Personal information
- Full name: Robert William Moore
- Born: 15 August 1905 Brookland, Washington, D.C., United States
- Died: 27 October 1945 (aged 40) Rochdale, Lancashire, England
- Batting: Right-handed
- Bowling: Slow left-arm orthodox

Domestic team information
- 1926: Ireland

Career statistics
| Competition | First-class |
| Matches | 2 |
| Runs scored | 51 |
| Batting average | 17.00 |
| 100s/50s | –/– |
| Top score | 24 |
| Balls bowled | 0 |
| Wickets | – |
| Bowling average | – |
| 5 wickets in innings | – |
| 10 wickets in match | – |
| Best bowling | – |
| Catches/stumpings | –/– |
- Source: Cricinfo, 7 November 2018

= Robert Moore (Irish cricketer) =

Irish cricketer

Robert William Moore (15 August 1905 - 27 October 1945) was an Irish first-class cricketer.

Moore was born in the United States at Brookland, Washington, D.C. Moving to Ireland during his childhood, he was educated at Friends' School, Lisburn.

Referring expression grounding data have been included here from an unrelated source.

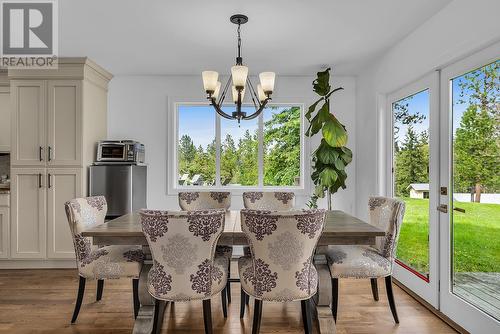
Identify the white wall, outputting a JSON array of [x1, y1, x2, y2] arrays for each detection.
[[108, 75, 357, 212], [355, 0, 500, 220]]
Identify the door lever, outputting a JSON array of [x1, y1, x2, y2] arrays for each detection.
[[453, 207, 466, 213], [437, 204, 448, 213]]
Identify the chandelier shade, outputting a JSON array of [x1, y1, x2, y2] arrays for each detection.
[[201, 14, 275, 122]]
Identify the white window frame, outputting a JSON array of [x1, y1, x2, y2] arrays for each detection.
[[167, 97, 309, 195]]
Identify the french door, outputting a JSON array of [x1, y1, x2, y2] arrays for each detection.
[[439, 43, 500, 333], [387, 72, 440, 308]]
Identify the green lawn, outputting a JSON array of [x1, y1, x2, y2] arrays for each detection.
[[396, 198, 500, 274]]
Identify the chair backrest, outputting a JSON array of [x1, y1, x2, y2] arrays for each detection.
[[240, 209, 325, 301], [178, 191, 231, 211], [368, 196, 406, 261], [242, 192, 295, 210], [139, 209, 226, 301], [64, 196, 107, 265]]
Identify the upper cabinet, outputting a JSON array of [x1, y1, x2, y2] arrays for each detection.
[[9, 58, 113, 168], [0, 73, 10, 152]]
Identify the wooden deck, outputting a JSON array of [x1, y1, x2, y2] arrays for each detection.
[[454, 272, 500, 319]]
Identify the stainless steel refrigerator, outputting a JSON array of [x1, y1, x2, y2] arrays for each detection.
[[89, 164, 147, 218]]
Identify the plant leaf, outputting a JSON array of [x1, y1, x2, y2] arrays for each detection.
[[316, 140, 339, 164], [322, 114, 348, 147], [340, 147, 353, 164], [313, 68, 331, 96], [305, 97, 323, 121], [325, 86, 344, 99], [319, 167, 338, 187], [317, 102, 330, 123], [334, 158, 345, 170]]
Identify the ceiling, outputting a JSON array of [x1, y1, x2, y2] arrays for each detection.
[[59, 0, 452, 76]]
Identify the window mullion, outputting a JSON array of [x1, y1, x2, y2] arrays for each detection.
[[215, 113, 221, 187], [258, 112, 264, 187]]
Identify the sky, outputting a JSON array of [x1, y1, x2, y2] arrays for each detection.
[[178, 105, 290, 149], [394, 59, 498, 145]]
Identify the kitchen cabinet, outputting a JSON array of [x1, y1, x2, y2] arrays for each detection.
[[0, 194, 9, 258], [4, 58, 112, 264], [46, 168, 81, 258], [0, 85, 10, 152], [10, 168, 46, 259]]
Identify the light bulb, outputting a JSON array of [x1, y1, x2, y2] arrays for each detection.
[[231, 65, 248, 88], [232, 86, 245, 103], [259, 72, 275, 94], [202, 71, 219, 92]]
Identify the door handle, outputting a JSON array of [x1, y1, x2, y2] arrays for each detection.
[[437, 204, 447, 213], [38, 173, 42, 188], [39, 146, 44, 161], [48, 173, 52, 188], [453, 207, 466, 213], [48, 146, 52, 161]]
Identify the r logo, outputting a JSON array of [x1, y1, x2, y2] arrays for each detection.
[[1, 1, 55, 55]]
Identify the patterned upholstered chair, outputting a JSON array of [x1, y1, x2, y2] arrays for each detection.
[[238, 209, 326, 334], [64, 196, 144, 323], [139, 209, 229, 334], [178, 191, 233, 304], [242, 191, 295, 210], [326, 196, 405, 323]]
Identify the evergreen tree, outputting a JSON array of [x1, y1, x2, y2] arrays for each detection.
[[395, 126, 428, 196], [221, 134, 238, 185], [237, 130, 258, 185]]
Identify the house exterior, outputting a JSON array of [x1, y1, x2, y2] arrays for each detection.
[[407, 183, 430, 199]]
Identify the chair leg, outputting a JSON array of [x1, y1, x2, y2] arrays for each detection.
[[301, 299, 312, 334], [151, 299, 163, 334], [96, 279, 104, 301], [203, 299, 213, 334], [331, 278, 339, 322], [370, 278, 379, 301], [71, 276, 86, 323], [226, 261, 231, 303], [240, 288, 247, 318], [221, 288, 228, 318], [385, 276, 399, 324], [132, 278, 140, 318], [252, 299, 263, 334]]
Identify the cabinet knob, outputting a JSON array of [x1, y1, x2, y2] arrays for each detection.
[[38, 173, 42, 188], [39, 147, 44, 161], [48, 146, 52, 161]]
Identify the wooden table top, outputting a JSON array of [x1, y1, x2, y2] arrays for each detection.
[[82, 210, 385, 246]]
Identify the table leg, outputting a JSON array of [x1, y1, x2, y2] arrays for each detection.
[[133, 246, 166, 334], [313, 247, 336, 334]]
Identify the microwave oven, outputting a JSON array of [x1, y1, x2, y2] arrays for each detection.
[[96, 140, 145, 164]]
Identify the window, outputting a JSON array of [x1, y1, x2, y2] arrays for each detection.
[[176, 104, 303, 189]]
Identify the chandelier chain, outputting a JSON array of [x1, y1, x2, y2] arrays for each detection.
[[237, 23, 242, 63]]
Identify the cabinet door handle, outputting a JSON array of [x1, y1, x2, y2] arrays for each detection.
[[39, 146, 44, 161], [48, 173, 52, 188], [38, 173, 42, 188], [48, 146, 52, 161]]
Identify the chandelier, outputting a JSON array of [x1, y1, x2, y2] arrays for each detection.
[[202, 14, 275, 123]]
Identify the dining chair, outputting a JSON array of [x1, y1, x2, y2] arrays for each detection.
[[178, 191, 233, 304], [238, 209, 326, 334], [326, 196, 406, 324], [242, 191, 295, 210], [64, 196, 144, 323], [139, 209, 229, 334]]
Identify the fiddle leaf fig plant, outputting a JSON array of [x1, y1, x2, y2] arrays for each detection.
[[305, 68, 352, 209]]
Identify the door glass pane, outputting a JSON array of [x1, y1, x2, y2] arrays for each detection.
[[178, 105, 216, 186], [220, 106, 258, 186], [451, 60, 500, 320], [392, 89, 430, 277], [263, 106, 301, 186]]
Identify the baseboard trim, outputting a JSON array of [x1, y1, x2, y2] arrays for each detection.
[[0, 260, 77, 269], [393, 278, 469, 334]]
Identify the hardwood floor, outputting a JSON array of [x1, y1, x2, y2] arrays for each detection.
[[0, 269, 457, 334]]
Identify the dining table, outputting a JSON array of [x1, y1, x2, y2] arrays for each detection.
[[82, 209, 385, 334]]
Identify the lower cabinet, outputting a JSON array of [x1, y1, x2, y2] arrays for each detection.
[[0, 205, 9, 258], [10, 168, 46, 259], [47, 168, 80, 258], [10, 168, 79, 260]]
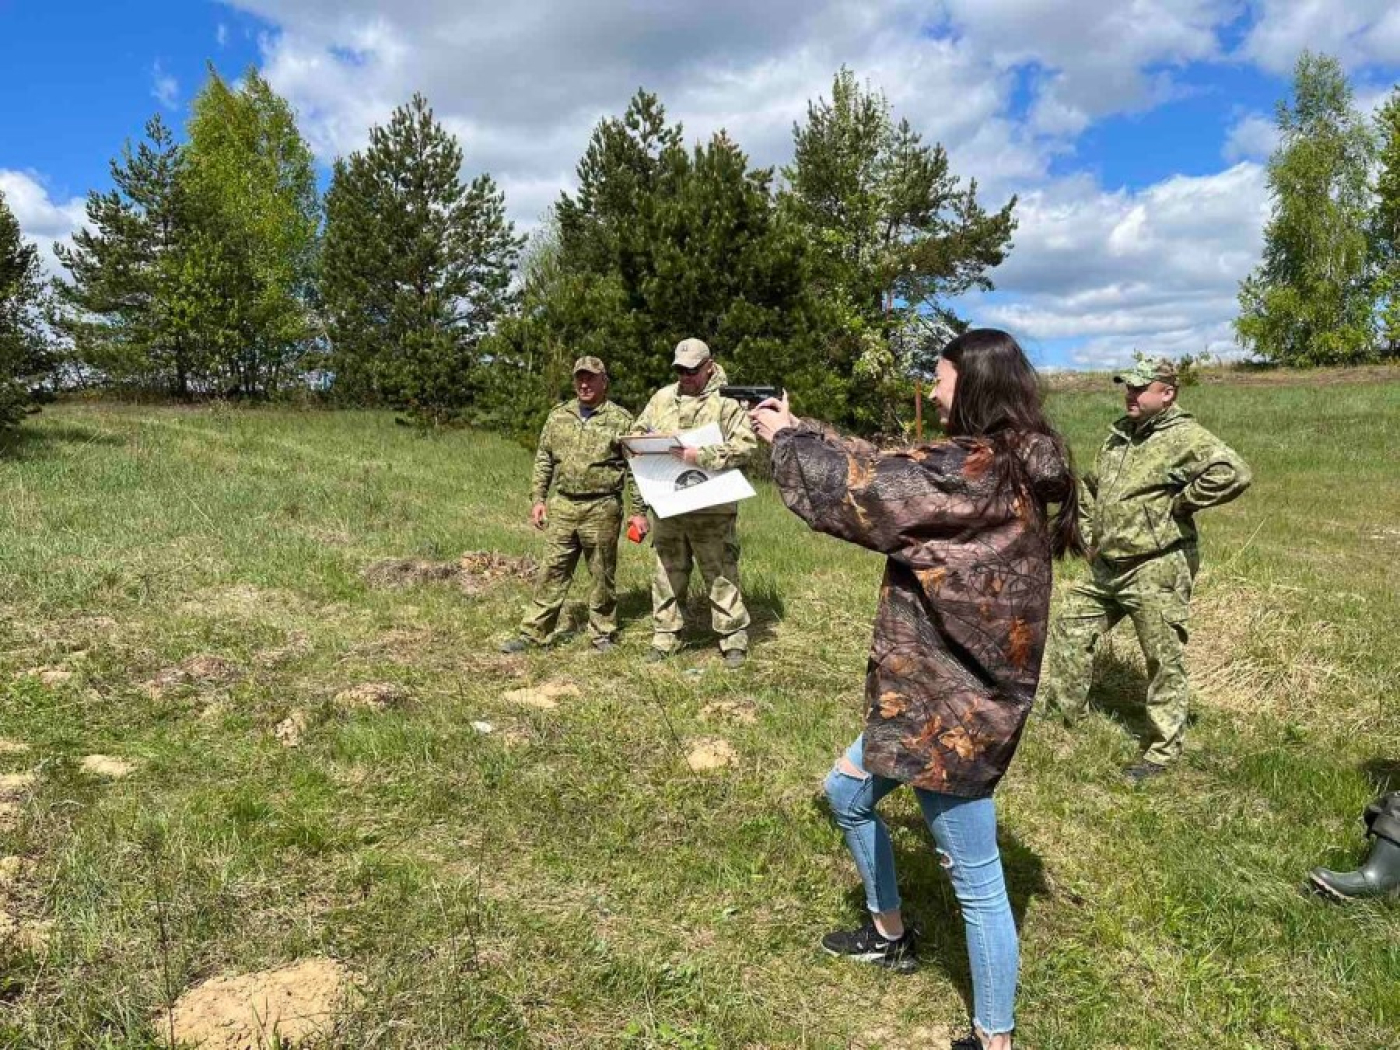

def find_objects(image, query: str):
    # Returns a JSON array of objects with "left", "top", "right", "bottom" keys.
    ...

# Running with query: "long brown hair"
[{"left": 940, "top": 329, "right": 1085, "bottom": 559}]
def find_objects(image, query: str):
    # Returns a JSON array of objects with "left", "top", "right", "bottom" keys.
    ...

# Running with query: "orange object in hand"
[{"left": 627, "top": 520, "right": 645, "bottom": 544}]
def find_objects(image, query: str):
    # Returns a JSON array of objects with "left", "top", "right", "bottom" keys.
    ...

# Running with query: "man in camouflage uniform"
[
  {"left": 1038, "top": 358, "right": 1252, "bottom": 782},
  {"left": 502, "top": 357, "right": 649, "bottom": 654},
  {"left": 633, "top": 338, "right": 756, "bottom": 669}
]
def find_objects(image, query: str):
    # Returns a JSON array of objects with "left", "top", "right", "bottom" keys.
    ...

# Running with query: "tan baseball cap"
[
  {"left": 572, "top": 355, "right": 607, "bottom": 376},
  {"left": 672, "top": 338, "right": 711, "bottom": 369},
  {"left": 1113, "top": 357, "right": 1178, "bottom": 387}
]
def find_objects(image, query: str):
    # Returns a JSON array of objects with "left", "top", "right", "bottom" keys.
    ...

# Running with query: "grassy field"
[{"left": 0, "top": 380, "right": 1397, "bottom": 1049}]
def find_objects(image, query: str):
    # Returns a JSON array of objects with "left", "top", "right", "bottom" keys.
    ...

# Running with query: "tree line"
[
  {"left": 6, "top": 54, "right": 1399, "bottom": 439},
  {"left": 0, "top": 65, "right": 1015, "bottom": 439}
]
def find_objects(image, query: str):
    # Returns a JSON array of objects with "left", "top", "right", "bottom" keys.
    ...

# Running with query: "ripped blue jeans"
[{"left": 824, "top": 735, "right": 1019, "bottom": 1036}]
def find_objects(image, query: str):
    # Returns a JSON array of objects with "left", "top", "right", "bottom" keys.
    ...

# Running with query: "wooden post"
[{"left": 914, "top": 379, "right": 923, "bottom": 443}]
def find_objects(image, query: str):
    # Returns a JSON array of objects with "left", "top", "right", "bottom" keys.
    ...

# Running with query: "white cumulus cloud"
[
  {"left": 0, "top": 170, "right": 88, "bottom": 278},
  {"left": 1242, "top": 1, "right": 1400, "bottom": 73},
  {"left": 965, "top": 163, "right": 1270, "bottom": 367}
]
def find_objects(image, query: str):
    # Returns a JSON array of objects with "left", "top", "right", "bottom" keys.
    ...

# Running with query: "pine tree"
[
  {"left": 322, "top": 94, "right": 522, "bottom": 423},
  {"left": 53, "top": 114, "right": 201, "bottom": 394},
  {"left": 0, "top": 188, "right": 50, "bottom": 430},
  {"left": 1236, "top": 52, "right": 1376, "bottom": 365},
  {"left": 183, "top": 66, "right": 320, "bottom": 395},
  {"left": 782, "top": 67, "right": 1016, "bottom": 431},
  {"left": 519, "top": 91, "right": 819, "bottom": 416},
  {"left": 1372, "top": 87, "right": 1400, "bottom": 357}
]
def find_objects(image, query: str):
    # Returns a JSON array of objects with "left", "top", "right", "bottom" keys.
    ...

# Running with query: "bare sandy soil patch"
[
  {"left": 0, "top": 772, "right": 37, "bottom": 795},
  {"left": 80, "top": 755, "right": 134, "bottom": 779},
  {"left": 274, "top": 711, "right": 310, "bottom": 748},
  {"left": 0, "top": 738, "right": 29, "bottom": 755},
  {"left": 502, "top": 680, "right": 580, "bottom": 711},
  {"left": 685, "top": 738, "right": 738, "bottom": 772},
  {"left": 332, "top": 682, "right": 408, "bottom": 712},
  {"left": 18, "top": 667, "right": 74, "bottom": 686},
  {"left": 166, "top": 957, "right": 351, "bottom": 1050},
  {"left": 700, "top": 699, "right": 759, "bottom": 725}
]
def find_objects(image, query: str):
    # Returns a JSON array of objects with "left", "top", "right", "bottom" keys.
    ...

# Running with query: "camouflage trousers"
[
  {"left": 649, "top": 512, "right": 750, "bottom": 654},
  {"left": 518, "top": 495, "right": 622, "bottom": 643},
  {"left": 1038, "top": 546, "right": 1199, "bottom": 765}
]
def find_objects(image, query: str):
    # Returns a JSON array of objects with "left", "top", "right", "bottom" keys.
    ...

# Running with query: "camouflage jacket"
[
  {"left": 1083, "top": 404, "right": 1252, "bottom": 562},
  {"left": 771, "top": 422, "right": 1073, "bottom": 797},
  {"left": 530, "top": 399, "right": 644, "bottom": 516},
  {"left": 634, "top": 364, "right": 756, "bottom": 516}
]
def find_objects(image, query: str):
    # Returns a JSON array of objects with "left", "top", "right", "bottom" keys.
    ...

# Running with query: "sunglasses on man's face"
[{"left": 674, "top": 363, "right": 705, "bottom": 377}]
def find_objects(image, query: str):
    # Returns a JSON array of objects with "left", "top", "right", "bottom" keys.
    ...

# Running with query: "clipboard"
[{"left": 621, "top": 433, "right": 682, "bottom": 455}]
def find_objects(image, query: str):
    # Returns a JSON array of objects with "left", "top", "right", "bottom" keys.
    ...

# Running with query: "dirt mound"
[
  {"left": 456, "top": 550, "right": 536, "bottom": 593},
  {"left": 362, "top": 551, "right": 535, "bottom": 594},
  {"left": 700, "top": 700, "right": 758, "bottom": 726},
  {"left": 333, "top": 682, "right": 408, "bottom": 712},
  {"left": 685, "top": 738, "right": 738, "bottom": 772},
  {"left": 502, "top": 681, "right": 580, "bottom": 711},
  {"left": 19, "top": 667, "right": 73, "bottom": 686},
  {"left": 362, "top": 558, "right": 462, "bottom": 589},
  {"left": 81, "top": 755, "right": 134, "bottom": 779},
  {"left": 167, "top": 957, "right": 350, "bottom": 1049},
  {"left": 0, "top": 773, "right": 37, "bottom": 796},
  {"left": 0, "top": 856, "right": 32, "bottom": 888},
  {"left": 274, "top": 711, "right": 310, "bottom": 748},
  {"left": 146, "top": 654, "right": 242, "bottom": 697}
]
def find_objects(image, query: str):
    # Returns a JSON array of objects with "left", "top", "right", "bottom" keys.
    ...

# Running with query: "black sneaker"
[{"left": 820, "top": 921, "right": 918, "bottom": 973}]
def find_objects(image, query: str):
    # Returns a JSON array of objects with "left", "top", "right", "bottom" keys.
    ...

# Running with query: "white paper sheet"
[{"left": 627, "top": 423, "right": 755, "bottom": 518}]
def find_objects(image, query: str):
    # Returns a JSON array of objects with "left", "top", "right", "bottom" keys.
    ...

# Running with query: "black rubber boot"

He played his club cricket in Belfast for Cliftonville from 1922. Moore toured England and Wales with Ireland in June 1926, making his debut in first-class cricket on the tour against Oxford University at Oxford. Weeks later he played a second first-class match against Wales at Belfast. He scored 51 runs in these two matches, with a highest score of 22. Moore played club cricket for Cliftonville until 1934, after which he moved to Derry, where he played for City of Derry. He later played a minor match for Ireland against the Marylebone Cricket Club at Strabane in 1934. He later moved to England, where he died at Rochdale in October 1945.